The article is a highly entertaining attack on mainstream psychology methods by what one might call the method enthusiasts. I should say that I too like fancy methods, but I try to constrain myself to when they also make a practical difference (my coauthors constantly try to persuade me to use simpler methods so reviewers won’t fret too much).

Thus, even though psychometric modeling has seen rapid and substantial developments in the past century, psychometrics, as a discipline, has not succeeded in penetrating mainstream psychological testing to an appreciable degree. This is striking. Measurement problems abound in psychology, as is evident from the literature on validity (; ; ), and it would seem that the formalization of psychological theory in psychometric models offers great potential in elucidating, if not actually solving, such problems. Yet, in this regard, the potential of psychometrics has hardly been realized. In fact, the psychometric routines commonly followed by psychologists working in 2006 do not differ all that much from those of the previous generations. These consist mainly of computing internal consistency coefficients, executing principal components analyses, and eyeballing correlation matrices. As such, contemporary test analysis bears an uncanny resemblance to the psychometric state of the art as it existed in the 1950s.

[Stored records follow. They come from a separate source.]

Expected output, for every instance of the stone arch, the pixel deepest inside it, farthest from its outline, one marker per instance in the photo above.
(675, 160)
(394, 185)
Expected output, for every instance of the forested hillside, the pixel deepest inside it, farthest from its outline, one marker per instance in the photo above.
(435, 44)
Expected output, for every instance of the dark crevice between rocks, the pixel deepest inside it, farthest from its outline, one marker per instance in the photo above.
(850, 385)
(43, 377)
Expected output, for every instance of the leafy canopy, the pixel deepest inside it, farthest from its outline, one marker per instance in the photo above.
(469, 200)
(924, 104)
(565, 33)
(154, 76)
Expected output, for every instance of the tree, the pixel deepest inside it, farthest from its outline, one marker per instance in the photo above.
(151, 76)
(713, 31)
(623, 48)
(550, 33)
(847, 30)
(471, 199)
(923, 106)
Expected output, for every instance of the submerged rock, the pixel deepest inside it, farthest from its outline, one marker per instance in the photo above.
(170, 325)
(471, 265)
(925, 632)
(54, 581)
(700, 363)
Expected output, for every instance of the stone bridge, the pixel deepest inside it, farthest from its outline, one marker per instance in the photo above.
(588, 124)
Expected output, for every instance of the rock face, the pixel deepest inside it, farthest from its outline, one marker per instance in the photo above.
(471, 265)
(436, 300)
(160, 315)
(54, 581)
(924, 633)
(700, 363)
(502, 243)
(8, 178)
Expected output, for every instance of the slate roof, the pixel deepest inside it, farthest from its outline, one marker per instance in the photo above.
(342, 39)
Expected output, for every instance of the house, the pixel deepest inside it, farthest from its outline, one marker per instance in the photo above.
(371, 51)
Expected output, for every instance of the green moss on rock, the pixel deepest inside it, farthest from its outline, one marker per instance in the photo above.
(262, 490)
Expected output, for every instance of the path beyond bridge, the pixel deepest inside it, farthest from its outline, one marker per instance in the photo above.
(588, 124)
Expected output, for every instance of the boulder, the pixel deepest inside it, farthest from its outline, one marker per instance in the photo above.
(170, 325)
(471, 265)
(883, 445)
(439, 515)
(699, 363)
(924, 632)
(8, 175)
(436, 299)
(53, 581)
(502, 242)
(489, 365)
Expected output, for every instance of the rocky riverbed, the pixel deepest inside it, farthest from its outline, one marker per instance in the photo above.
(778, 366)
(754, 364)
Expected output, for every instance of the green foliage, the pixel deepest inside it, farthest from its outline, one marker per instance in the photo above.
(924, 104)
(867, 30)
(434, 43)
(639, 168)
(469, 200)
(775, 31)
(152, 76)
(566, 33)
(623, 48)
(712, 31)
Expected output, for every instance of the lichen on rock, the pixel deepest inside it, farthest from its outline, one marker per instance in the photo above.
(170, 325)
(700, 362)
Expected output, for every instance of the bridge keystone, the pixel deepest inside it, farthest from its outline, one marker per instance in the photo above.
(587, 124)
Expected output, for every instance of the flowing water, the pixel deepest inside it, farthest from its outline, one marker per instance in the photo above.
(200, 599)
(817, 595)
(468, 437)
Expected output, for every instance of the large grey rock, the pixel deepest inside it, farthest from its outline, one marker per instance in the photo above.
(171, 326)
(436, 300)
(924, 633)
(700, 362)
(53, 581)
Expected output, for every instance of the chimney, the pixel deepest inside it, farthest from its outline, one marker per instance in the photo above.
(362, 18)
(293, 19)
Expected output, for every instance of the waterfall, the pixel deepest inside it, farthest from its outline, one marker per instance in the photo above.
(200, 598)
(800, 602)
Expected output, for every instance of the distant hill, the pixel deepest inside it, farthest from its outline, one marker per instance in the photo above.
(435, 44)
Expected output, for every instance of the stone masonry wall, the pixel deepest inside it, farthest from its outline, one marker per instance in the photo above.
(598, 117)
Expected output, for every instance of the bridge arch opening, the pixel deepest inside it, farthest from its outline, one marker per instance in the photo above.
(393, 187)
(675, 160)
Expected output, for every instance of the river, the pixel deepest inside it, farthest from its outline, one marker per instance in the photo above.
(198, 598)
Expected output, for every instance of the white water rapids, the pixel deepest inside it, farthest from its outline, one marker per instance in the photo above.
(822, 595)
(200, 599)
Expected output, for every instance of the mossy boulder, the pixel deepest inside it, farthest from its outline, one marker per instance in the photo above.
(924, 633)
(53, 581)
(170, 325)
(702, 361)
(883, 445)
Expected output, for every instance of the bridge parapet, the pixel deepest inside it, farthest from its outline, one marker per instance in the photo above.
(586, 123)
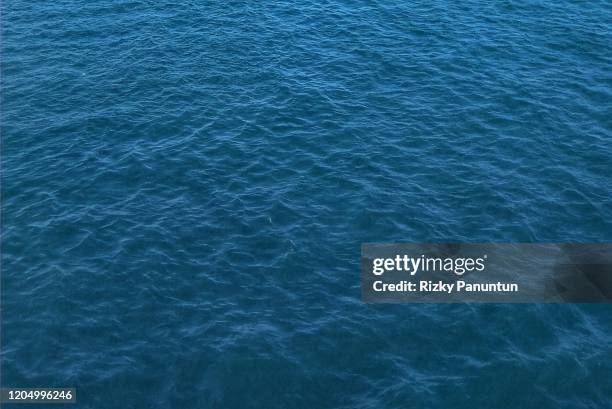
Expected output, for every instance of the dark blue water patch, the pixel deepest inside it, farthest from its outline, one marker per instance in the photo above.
(186, 188)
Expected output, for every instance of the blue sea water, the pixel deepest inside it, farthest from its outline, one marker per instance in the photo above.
(186, 185)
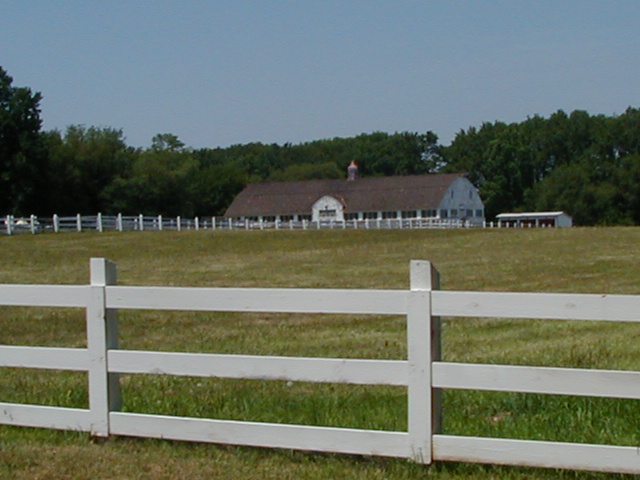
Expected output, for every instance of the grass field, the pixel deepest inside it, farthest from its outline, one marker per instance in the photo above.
(595, 260)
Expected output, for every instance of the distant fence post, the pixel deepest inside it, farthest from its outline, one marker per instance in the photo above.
(423, 348)
(102, 335)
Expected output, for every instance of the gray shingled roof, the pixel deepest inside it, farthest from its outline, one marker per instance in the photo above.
(372, 194)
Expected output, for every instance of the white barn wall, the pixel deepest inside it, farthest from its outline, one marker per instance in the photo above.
(327, 204)
(462, 195)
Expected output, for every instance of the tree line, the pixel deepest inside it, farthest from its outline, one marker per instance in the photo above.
(587, 165)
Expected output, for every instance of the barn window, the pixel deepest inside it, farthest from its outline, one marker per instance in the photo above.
(327, 214)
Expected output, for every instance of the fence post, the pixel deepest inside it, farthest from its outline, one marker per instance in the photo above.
(423, 341)
(102, 335)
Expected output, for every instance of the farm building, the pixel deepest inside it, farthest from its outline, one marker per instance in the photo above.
(534, 219)
(443, 196)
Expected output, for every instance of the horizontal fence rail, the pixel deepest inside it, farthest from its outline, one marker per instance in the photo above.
(423, 373)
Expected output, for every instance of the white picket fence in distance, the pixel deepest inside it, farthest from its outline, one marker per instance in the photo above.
(423, 373)
(121, 223)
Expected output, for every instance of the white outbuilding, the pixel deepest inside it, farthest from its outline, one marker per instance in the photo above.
(534, 219)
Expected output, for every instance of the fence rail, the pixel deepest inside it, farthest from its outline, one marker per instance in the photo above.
(422, 373)
(121, 223)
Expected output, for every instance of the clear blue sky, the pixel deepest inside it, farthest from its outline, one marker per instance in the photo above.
(223, 72)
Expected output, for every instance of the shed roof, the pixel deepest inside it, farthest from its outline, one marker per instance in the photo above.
(530, 215)
(362, 195)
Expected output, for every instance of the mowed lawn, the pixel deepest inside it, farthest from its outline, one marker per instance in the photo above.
(581, 260)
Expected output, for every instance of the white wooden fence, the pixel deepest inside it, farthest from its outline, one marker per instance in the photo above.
(121, 223)
(422, 373)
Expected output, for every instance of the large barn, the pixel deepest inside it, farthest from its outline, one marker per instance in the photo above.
(444, 196)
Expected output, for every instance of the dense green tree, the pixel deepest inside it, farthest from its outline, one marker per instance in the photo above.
(23, 161)
(85, 161)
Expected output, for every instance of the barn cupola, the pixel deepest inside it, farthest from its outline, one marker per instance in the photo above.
(353, 171)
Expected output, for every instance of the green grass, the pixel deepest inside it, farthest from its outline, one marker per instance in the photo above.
(594, 260)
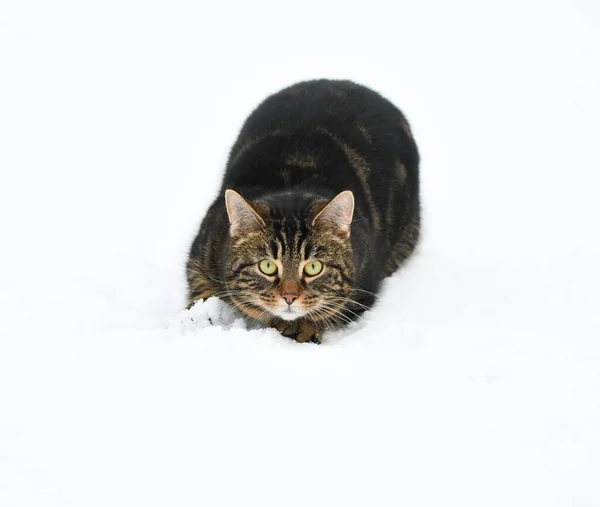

I think the answers are quite simple: 1) simple classical test theory psychometrics works well enough in practice; IRT methods add little validity, and test bias is rarely important, and when it is, it’s rather obvious (non-native language users), 2) psychologists don’t like math and usually can’t code, so the fancier methods are not accessible to them and they have little interest in them. Ordinarily psychologists are interested in people, not things. Psychometrics is for autistic psychologists.

Many investigations into the structure of individual differences theorize in terms of latent variables, but rely on Principal Components Analyses (PCA) when it comes to the analysis of empirical data. However, the extraction of a principal components structure, by itself, will not ordinarily shed much light on the correspondence with a putative latent variable structure. The reason is that PCA is not a latent variable model but a data reduction technique (e.g., ). This is no problem as long as one does not go beyond the obvious interpretation of a principal component, which is that it is a conveniently weighted sumscore. Unfortunately, however, this is not the preferred interpretation among the enthusiastic users of principal components analysis.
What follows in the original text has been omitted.